Most historians and the Armenian's recognise that up to 1.5 million people died in 1915-16 under Ottoman rule during the First World War deported en masse from eastern Anatolia to the Syrian Desert and elsewhere in 1915-16. They were killed or died from starvation or disease during a brutal deportation ordered by the Ottoman Government.

The total number of Armenian dead is disputed, but, historians and the Armenian Government says approximately one and half million people died in pretty grim circumstances. Turkey (a republic since 1920) has repeatedly rejected the term genocide and argued that the number of Armenian's who died was around estimates the total to be 300,000. According to the International Association of Genocide Scholars (IAGS), the death toll was "more than a million".

Now this may all sound somewhat semantic, a bit like the Brits saving that they only developed the concept of the concentration camp during the Boer war and that those Africans and Afrikaners who died, died of neglect and incompetence rather than from malice aforethought. Or perhaps its a bit like saying that the six million who died in the Bengal famine (1943/1944) did so because the Brits were busy at the time, but, generally they did a good job in India.

The French bill will now be sent to President Nicolas Sarkozy to be signed into law, which he is expected to do before the end of February. The Turkish government argues that judging what happened in eastern Turkey in 1915-16 should be left to historians, and that the new French law will restrict freedom of speech.

The current Turkish Prime Minister Recep Tayyip Erdogan is expected to outline possible retaliatory measures against Paris in parliament on Tuesday. France has already recognised the killing of the Armenian's as genocide but the new law will mean that anyone denying it faces a year in jail and a fine of 45,000 euro's ($57,000).

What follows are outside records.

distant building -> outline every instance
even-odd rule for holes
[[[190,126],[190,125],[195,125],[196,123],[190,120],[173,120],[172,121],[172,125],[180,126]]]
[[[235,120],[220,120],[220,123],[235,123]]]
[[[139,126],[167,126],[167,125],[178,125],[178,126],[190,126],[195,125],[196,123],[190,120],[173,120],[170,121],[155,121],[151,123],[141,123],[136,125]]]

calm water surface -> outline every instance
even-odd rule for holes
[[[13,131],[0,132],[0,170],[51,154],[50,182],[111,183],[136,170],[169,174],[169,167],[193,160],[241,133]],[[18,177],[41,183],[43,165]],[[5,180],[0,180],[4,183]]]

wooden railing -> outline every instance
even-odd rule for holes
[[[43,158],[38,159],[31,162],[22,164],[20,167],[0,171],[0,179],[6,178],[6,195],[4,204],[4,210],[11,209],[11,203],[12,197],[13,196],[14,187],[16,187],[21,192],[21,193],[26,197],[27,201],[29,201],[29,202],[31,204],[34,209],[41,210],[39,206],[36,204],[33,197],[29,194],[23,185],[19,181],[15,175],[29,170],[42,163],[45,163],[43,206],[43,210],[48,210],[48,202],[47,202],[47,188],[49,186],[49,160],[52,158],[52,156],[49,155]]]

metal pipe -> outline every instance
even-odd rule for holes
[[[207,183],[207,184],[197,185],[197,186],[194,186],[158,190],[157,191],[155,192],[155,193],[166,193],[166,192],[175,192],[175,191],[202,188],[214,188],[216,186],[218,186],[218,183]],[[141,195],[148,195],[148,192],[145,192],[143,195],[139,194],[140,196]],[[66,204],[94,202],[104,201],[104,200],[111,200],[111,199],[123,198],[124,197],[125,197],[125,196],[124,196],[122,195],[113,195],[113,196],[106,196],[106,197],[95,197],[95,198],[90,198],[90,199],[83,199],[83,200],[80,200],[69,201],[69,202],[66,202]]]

The Turks have already frozen diplomatic ties with France after the lower house passed the bill last month. The proposed law had been watered down and made more general - outlawing the denial of any genocide - but naturally this failed to appease the Turkish authorities in Ankara.

The current disagreement between France and Turkey may have much to with modern French politics and the current President than historical events. This, while recognising a historical genocide and an injustice, may have more to do with finding an easy way to delay Turkish entry into the EU and also be something that plays well with sympathetic French voters.